To remove excess bolding from all sections throughout the document (other than from those sections where you’ve already inserted a Style Separator), place the cursor within any section, then open the Style Separator drop-down menu on the Numbering Assistant Ribbon and select “Insert Multiple Style Separators.” The only selection you have to change in the window that appears is the one under “Options to Insert Style Separator”: select the radio button “Insert after,” so that the period at the end of each section heading is, like the heading, bolded. Then click “OK.”
Direct formatting—for example, selecting the text from which you wish to remove the bolding and deselecting the Bold icon—would not only be more laborious than using Style Separators, it could also interfere with creating a table of contents.
Sections—One Space After the Heading
MSCD recommends that consistent with standard typographic practice, punctuation should be followed by one space, not two. Consequently, the period after a section heading should be followed by one space, not two.
MSCD recommends that if a section is divided into subjections, you use (a) enumeration for subsections. And MSCD recommends that you place the first subsection designation on the same line as the section heading. To do so, put the cursor one space after the period at the end of the section heading, then click on “Embed Heading on the Numbering Assistant Ribbon,” then click “OK.” You don’t need to adjust any of the preset options.
Don’t give a heading to any subsection.
Tabulated Enumerated Clauses
If any sentence in a section or subsection consists of an introductory clause followed by a series of enumerated clauses, tabulating those enumerated clauses—in other words, breaking them out so each clause stands alone—can make them easier to read. Whether to tabulate enumerated clauses depends on how many of them there are and how lengthy they are.
The first level of enumerated clause (heading 4 in the “Articles” scheme and heading 3 in the “Sections” scheme) uses (1) enumeration, regardless of whether the enumerated clauses occur in a section or a subsection. The next level uses (A) enumeration. The level after that uses (i) enumeration, but it is unlikely that you would need it, and using three levels of tabulated enumerated clauses in a section would likely make a contract harder to read.
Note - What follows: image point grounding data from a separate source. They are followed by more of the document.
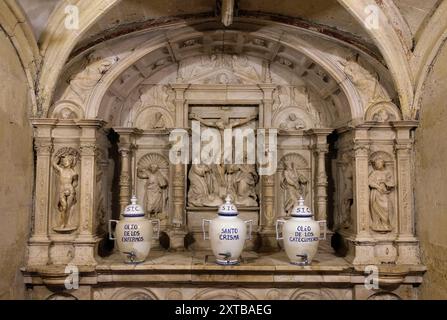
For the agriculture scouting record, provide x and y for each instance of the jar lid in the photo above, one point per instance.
(301, 210)
(133, 209)
(228, 209)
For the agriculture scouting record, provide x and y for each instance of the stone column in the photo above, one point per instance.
(181, 112)
(86, 241)
(267, 107)
(125, 181)
(126, 148)
(321, 183)
(177, 231)
(268, 214)
(320, 148)
(38, 247)
(360, 243)
(408, 245)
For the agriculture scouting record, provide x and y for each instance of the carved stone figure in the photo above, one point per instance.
(158, 121)
(367, 83)
(245, 180)
(66, 114)
(200, 181)
(292, 122)
(83, 82)
(224, 122)
(294, 184)
(381, 184)
(155, 197)
(383, 116)
(64, 163)
(346, 193)
(159, 95)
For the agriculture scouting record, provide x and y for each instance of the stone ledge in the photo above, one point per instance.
(199, 268)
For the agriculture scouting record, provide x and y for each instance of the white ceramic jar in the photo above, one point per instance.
(301, 234)
(227, 233)
(134, 233)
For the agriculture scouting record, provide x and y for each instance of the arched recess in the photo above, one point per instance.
(59, 41)
(13, 21)
(427, 49)
(328, 63)
(391, 45)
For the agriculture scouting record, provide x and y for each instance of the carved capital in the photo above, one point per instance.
(43, 147)
(361, 149)
(88, 149)
(124, 151)
(403, 146)
(321, 149)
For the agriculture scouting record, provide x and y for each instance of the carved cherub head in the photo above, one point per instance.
(67, 161)
(378, 164)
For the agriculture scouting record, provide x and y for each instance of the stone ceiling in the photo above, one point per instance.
(327, 13)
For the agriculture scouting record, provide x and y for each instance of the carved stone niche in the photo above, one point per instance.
(295, 172)
(65, 208)
(382, 195)
(152, 176)
(293, 181)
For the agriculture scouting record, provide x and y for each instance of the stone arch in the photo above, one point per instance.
(296, 158)
(388, 40)
(61, 296)
(224, 294)
(332, 67)
(56, 52)
(134, 294)
(153, 158)
(143, 118)
(72, 109)
(375, 111)
(384, 296)
(306, 119)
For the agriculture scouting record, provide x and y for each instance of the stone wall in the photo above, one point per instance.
(431, 183)
(16, 170)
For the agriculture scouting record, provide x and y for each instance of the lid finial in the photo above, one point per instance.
(301, 210)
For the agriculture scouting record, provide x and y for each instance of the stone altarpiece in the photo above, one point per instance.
(356, 174)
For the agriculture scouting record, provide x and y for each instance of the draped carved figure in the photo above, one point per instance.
(156, 186)
(347, 193)
(294, 184)
(202, 183)
(381, 184)
(64, 163)
(246, 179)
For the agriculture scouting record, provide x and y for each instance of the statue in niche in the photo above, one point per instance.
(381, 184)
(230, 180)
(82, 83)
(241, 65)
(347, 192)
(294, 184)
(281, 97)
(383, 116)
(64, 163)
(158, 95)
(201, 180)
(292, 122)
(156, 190)
(224, 122)
(67, 114)
(300, 96)
(367, 83)
(158, 121)
(246, 179)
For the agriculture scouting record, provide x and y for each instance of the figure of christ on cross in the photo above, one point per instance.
(223, 123)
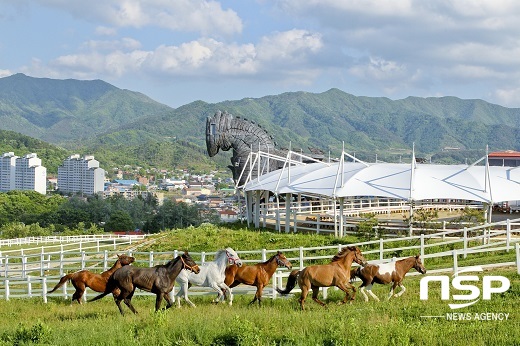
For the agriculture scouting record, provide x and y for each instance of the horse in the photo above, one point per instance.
(256, 275)
(392, 272)
(97, 282)
(159, 279)
(336, 273)
(211, 275)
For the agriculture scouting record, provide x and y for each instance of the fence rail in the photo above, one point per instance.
(33, 275)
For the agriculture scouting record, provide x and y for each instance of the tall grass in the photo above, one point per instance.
(279, 322)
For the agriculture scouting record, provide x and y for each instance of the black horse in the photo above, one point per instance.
(159, 280)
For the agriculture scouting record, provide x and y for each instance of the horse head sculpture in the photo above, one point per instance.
(225, 131)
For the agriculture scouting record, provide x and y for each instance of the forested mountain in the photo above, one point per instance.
(115, 124)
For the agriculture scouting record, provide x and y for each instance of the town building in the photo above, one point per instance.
(22, 173)
(81, 175)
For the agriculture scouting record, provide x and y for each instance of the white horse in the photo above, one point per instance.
(211, 274)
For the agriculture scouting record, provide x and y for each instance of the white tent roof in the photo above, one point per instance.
(401, 181)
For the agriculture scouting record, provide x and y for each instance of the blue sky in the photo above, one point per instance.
(180, 51)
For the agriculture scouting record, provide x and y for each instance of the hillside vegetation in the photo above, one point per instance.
(98, 118)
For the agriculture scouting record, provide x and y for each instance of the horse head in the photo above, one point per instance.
(233, 257)
(358, 256)
(217, 126)
(189, 263)
(282, 261)
(418, 265)
(125, 259)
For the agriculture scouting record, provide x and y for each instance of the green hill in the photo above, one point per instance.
(124, 126)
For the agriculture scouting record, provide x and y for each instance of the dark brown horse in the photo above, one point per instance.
(336, 273)
(97, 282)
(159, 280)
(256, 275)
(392, 272)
No further levels are offered.
Because each series of tabulated enumerated clauses constitutes, with the introductory clause, a single sentence, the word that begins each tabulated enumerated clause should start with a lower-case letter, unless that word always begins with a capital letter.
Each tabulated enumerated clause should end with a semi-colon, except for the final clause in a series, which should end in a period. The penultimate tabulated enumerated clause in a series should have an “and” or “or” after the semi-colon and on the same line, unless due to lack of space it’s forced to the next line.
Tabulated enumerated clauses are best placed at the end of a sentence.
Formatting Unnumbered Paragraphs
Any contract will contain blocks of text that are unnumbered and so fall outside of the MSCD enumeration schemes. These include the title, the introductory clause, any recitals, the lead in, the concluding clause, and the signature blocks. Also, the body of the contract may contain other unnumbered paragraphs, such as addresses and the text of stock-certificate legends.
If you wish to format a given paragraph as an unnumbered paragraph, simply apply a suitable format using the Styles section of Home Ribbon.)
A simpler way to format the unnumbered paragraphs at the front and back of the contract would be to copy and revise text from the appropriate templates among those included on the “Templates” page of this site.
That’s an introduction to use of the Numbering Assistant to apply the MSCD first-line-indent enumeration scheme. To learn about the Numbering Assistant’s other features, consult the Numbering Assistant help files.